Does meritocracy really serve society?
The conventional wisdom is that the best and most intelligent people are taken aside and kept together so that they can be given the best education, resources and tools to further society. They cross pollinate amongst themselves and grow even more intelligent and wiser. They understand and appreciate the systems, are able to design solutions and provide a fair and just administration.
But the argument against meritocracy, based on empirical sociological evidence, is that
meritocracy creates homogeneity. This homogeneity often leads to uni-dimensional thinking. Highly intelligent people start thinking in the same way - thus if one person is stuck for answers, everybody gets stuck. The problem becomes unsolvable. Anyone coming out with a radically new idea will automatically be deemed as "nonsensical" or "mad" or simply "dreamer".
Where this argument makes most impact is in selection of students for an educational program - take the best people and put them together or get diversity?

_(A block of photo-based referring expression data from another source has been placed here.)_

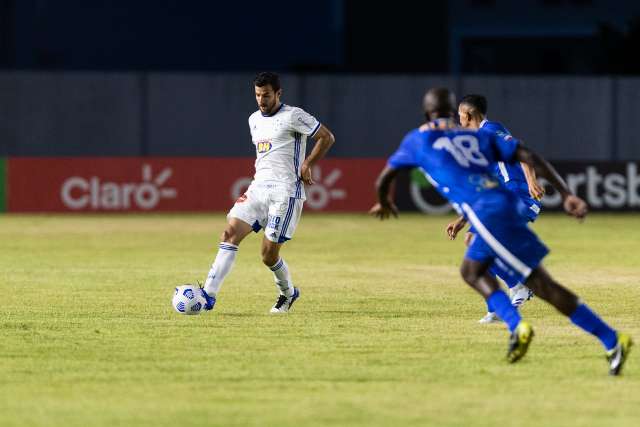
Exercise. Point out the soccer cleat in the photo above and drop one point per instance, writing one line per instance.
(490, 317)
(519, 342)
(520, 294)
(210, 300)
(618, 355)
(284, 303)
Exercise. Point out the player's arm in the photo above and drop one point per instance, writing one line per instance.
(324, 140)
(385, 207)
(572, 204)
(535, 190)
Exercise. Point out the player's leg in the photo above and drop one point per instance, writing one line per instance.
(518, 292)
(243, 218)
(284, 215)
(235, 231)
(491, 316)
(616, 345)
(476, 274)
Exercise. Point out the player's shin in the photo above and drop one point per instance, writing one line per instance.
(592, 323)
(501, 304)
(220, 268)
(282, 277)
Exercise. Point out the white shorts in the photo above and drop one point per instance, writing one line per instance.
(269, 208)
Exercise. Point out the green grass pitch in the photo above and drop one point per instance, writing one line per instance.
(385, 332)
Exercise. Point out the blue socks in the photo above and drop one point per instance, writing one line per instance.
(501, 305)
(590, 322)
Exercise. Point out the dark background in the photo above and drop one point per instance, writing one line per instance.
(173, 78)
(586, 37)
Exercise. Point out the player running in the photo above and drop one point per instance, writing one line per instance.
(517, 177)
(458, 163)
(274, 199)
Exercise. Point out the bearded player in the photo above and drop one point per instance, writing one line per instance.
(274, 199)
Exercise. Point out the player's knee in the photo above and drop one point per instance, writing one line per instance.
(269, 256)
(469, 273)
(269, 259)
(228, 234)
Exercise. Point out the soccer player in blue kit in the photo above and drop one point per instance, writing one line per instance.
(517, 177)
(458, 163)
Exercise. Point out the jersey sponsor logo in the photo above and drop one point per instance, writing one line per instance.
(263, 146)
(304, 123)
(274, 222)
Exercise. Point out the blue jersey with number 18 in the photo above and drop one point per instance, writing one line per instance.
(459, 162)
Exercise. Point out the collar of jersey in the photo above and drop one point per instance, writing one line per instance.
(274, 113)
(443, 123)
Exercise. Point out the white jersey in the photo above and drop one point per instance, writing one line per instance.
(281, 140)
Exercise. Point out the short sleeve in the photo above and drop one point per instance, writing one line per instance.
(505, 146)
(404, 156)
(304, 123)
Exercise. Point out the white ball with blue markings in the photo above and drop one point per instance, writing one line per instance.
(188, 299)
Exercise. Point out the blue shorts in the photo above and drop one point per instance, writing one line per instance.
(522, 190)
(531, 208)
(502, 237)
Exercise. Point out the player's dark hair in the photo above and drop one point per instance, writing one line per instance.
(267, 78)
(439, 102)
(476, 102)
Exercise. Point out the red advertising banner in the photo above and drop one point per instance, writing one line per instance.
(171, 184)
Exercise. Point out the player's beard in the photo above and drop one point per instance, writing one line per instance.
(269, 108)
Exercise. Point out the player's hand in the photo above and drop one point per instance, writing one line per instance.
(536, 190)
(575, 206)
(305, 174)
(453, 228)
(384, 212)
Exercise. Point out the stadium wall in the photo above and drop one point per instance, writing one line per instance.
(155, 114)
(172, 184)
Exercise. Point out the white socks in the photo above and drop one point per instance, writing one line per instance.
(220, 267)
(282, 277)
(224, 262)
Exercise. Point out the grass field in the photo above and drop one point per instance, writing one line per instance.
(385, 332)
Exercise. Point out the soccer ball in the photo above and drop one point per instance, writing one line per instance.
(188, 299)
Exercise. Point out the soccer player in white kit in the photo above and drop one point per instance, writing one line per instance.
(274, 199)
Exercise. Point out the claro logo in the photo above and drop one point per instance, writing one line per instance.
(93, 193)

Martin Reuf, a Princeton sociologist, did this
interesting research on over 600 entrepreneurs. The main point that he makes is:
Business people with entropic networks were three times more innovative than people with predictable networks. Because they interacted with lots of different folks, they were exposed to a much wider range of ideas and “non-redundant information”. Instead of getting stuck in the rut of conformity – thinking the same tired thoughts as everyone else – they were able to invent startling new concepts.
Jonah Lehrer in Wired is
troubled:
There is something unsettling about Ruef’s data. We think of entrepreneurs, after all, as individuals. If someone has a brilliant idea for a new company, we assume that they are inherently more creative than the rest of us. This is why we idolize people like Bill Gates and Richard Branson and Oprah Winfrey. It’s also why we invest in the meritocracy: We believe that we can identify talent in isolation. But Ruef’s analysis suggests that this focus on the singular misses the real story of entrepreneurship. Unless we take our social circle into account – that collection of weak ties and remote acquaintances who feed us unfamiliar facts - we’re not going to really understand the nature of achievement. Behind every successful entrepreneur is a vast network.
In a way, strangers represent the unknown. Meeting strangers is an opportunity to widen your own view of the world. If you restrict yourself and stay among people of your own "interests", you will just end up being a dogmatic network spouting the same rubbish all the time.